Si le microbiote intestinal, notre « second cerveau », a largement fait parler de lui, le microbiome ou microbiote cutané est une notion plus récente en passe de révolutionner la dermocosmétique. Le postulat est le suivant : notre épiderme est colonisé par des micro-organismes (tels les bactéries et les champignons) et préserver cet écosystème protègerait la peau de pathologies cutanées. Sachant que chaque personne posséde sa propre carte d’identité microbienne. C’est tout le projet de la cosmétique microbiotique, qui travaille au bon équilibrage de cette flore. « On a toujours connu l’existence de la flore cutanée. Ce qui change, c’est que depuis la création du Human Microbiome Project* en 2012, on comprend l’incroyable richesse et diversité de nos bactéries sur la peau. C’est un nouveau monde, littéralement sous notre nez. On comprend leur rôle et leur importance, en particulier dans les mécanismes inflammatoires », explique Marie Drago, pharmacienne et créatrice de la marque Gallinée.

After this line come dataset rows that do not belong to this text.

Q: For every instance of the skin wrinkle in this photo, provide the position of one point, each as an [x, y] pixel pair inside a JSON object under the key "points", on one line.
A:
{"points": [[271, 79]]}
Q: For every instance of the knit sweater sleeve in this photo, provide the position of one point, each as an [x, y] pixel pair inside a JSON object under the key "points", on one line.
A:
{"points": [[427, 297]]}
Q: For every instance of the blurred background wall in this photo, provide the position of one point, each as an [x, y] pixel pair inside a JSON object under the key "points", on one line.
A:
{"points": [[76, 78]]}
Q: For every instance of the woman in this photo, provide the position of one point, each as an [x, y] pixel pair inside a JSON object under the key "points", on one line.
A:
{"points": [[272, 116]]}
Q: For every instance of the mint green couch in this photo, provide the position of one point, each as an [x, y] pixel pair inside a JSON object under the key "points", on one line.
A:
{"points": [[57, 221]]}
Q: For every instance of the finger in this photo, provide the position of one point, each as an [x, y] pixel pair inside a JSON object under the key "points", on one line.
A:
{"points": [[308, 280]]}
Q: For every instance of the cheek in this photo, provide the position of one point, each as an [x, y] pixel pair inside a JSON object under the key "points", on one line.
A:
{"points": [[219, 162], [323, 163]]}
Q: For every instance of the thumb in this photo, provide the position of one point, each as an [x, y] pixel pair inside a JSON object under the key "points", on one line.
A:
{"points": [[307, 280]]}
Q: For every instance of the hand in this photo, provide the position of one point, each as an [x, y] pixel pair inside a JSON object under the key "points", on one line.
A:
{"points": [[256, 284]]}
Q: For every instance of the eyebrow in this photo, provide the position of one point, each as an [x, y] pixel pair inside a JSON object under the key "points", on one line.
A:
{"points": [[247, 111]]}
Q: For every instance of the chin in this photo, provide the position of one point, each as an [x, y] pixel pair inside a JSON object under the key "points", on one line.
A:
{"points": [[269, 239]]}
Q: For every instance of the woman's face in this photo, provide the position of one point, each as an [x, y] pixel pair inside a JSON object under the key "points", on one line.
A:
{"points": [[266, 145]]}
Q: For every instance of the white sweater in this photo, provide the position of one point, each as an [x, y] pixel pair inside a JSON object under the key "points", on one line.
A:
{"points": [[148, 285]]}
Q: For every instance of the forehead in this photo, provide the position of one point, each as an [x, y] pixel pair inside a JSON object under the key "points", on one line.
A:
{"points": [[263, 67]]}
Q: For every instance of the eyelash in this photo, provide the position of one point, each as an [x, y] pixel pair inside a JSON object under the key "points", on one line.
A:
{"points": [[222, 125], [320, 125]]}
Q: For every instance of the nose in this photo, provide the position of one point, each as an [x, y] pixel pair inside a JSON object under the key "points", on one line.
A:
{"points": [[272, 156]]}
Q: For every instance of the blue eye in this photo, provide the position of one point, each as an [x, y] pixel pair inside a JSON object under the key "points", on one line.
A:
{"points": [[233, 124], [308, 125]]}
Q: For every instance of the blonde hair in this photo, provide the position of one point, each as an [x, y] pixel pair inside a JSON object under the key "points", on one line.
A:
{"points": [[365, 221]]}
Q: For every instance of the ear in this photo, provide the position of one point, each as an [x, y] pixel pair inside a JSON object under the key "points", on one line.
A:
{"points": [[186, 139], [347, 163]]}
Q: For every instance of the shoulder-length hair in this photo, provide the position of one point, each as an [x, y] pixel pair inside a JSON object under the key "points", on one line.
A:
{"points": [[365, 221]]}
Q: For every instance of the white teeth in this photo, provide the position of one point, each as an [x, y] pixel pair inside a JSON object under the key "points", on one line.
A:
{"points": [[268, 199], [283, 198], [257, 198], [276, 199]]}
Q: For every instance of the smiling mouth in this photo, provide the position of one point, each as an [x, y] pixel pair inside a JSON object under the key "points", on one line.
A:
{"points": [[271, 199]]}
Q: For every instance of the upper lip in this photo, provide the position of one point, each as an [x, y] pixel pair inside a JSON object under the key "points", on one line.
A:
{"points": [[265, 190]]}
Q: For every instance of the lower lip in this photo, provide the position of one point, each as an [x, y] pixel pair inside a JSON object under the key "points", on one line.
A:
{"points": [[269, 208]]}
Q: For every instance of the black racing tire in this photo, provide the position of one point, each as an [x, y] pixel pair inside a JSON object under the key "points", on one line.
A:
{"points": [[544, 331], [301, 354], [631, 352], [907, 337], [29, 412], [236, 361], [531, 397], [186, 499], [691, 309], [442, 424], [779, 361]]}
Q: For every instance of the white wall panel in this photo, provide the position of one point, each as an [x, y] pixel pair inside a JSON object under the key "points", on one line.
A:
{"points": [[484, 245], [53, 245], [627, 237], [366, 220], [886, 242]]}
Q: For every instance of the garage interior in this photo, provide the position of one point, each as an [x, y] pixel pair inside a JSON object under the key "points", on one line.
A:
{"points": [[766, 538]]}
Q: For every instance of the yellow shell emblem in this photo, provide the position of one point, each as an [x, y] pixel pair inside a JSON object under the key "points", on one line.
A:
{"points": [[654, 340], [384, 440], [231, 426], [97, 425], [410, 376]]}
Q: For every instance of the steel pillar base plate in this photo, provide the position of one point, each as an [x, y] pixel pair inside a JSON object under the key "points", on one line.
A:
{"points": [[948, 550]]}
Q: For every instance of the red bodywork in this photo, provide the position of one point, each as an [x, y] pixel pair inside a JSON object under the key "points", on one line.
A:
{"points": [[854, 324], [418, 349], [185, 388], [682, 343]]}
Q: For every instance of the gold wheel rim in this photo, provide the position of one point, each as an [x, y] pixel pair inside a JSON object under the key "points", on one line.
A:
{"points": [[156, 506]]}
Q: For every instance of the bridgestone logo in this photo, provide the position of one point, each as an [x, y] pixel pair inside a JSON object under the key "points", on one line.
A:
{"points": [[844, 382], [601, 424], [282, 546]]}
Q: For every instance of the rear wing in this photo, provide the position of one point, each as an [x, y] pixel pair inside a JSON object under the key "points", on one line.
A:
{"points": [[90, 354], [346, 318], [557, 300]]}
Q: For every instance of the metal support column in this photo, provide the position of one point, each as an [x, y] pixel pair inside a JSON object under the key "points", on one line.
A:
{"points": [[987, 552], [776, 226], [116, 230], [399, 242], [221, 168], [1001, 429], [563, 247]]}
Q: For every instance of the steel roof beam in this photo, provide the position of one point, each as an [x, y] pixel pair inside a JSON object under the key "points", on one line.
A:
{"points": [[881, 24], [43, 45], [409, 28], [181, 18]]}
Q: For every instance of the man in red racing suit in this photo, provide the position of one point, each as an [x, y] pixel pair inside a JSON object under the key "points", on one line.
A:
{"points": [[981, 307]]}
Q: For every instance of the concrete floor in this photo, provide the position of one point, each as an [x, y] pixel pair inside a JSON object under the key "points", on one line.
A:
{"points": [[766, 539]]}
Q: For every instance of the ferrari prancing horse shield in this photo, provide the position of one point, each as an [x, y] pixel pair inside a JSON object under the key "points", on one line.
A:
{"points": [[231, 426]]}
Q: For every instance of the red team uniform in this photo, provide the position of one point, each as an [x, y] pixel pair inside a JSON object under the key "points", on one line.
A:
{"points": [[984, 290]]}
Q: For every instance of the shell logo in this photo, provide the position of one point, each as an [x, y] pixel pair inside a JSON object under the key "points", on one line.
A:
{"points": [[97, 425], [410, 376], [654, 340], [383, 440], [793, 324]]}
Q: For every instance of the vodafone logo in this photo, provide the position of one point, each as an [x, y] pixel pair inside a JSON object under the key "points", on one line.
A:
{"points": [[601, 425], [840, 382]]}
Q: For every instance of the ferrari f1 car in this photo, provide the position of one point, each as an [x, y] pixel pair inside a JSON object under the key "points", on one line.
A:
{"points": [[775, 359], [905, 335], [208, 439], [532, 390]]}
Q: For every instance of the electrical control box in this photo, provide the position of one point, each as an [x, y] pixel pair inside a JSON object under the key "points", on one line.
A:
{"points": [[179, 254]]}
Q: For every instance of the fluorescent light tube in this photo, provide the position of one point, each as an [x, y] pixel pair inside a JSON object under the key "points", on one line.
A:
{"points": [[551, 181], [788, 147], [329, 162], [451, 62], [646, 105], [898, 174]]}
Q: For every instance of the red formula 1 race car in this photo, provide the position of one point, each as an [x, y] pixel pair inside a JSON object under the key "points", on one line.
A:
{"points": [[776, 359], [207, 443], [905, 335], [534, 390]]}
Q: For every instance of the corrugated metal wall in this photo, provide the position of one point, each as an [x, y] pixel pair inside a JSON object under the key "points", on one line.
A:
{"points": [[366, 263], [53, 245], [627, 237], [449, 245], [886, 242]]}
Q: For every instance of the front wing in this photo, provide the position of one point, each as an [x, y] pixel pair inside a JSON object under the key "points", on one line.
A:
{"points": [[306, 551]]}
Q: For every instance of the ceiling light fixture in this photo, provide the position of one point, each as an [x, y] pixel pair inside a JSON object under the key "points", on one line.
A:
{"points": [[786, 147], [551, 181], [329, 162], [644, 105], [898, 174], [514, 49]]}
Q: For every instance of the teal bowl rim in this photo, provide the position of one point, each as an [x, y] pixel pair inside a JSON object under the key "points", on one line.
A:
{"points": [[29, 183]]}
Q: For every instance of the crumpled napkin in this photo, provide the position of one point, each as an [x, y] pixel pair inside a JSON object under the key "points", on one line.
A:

UN SUJET délicat à aborder

Pour l’heure, seule une poignée d’acteurs allèguent une action sur le microbiote cutané, qu’elles incorporent à leurs produits des probiotiques (généralement désactivés), des prébiotiques (qui nourrissent sélectivement les bonnes bactéries présentes sur notre peau) ou encore des postbiotiques (qui influencent l’environnement bactérien de la peau tel l’acide lactique). Majoritairement, des marques anglo-saxonnes et américaines telles Aurelia Probiotic Skincare ou encore Mother Dirt (son spray emblématique visage et corps AO+ Mist contient des bactéries vivantes, une proposition rare sur le marché). « Il y a plusieurs marques en pharmacie qui intègrent déjà ces technologies dans leurs crèmes, mais sans revendications fortes ou visibles, s’attachant davantage aux résultats obtenus. Elles surfent sur la vague très porteuse de l’hydratation et de la réparation et ne veulent pas forcément insister sur ce nouveau discours. En termes de communication, parler de microbiote n’est pas toujours évident pour ces marques très “pharma” », remarque le porte-parole de la marque suisse Rivoli. Même si l’argument pourrait vite se transformer en une formule marketing alléchante, à prendre avec circonspection, estime Alexandra Schwoob, directrice marketing, en charge de la marque La Roche-Posay : « Très peu de laboratoires sont capables de supporter de vrais bactériogrammes. Ce sont des démarches lourdes et compliquées. Derrière l’appellation des produits, il faut vérifier le sérieux des tests mis en place par les marques ».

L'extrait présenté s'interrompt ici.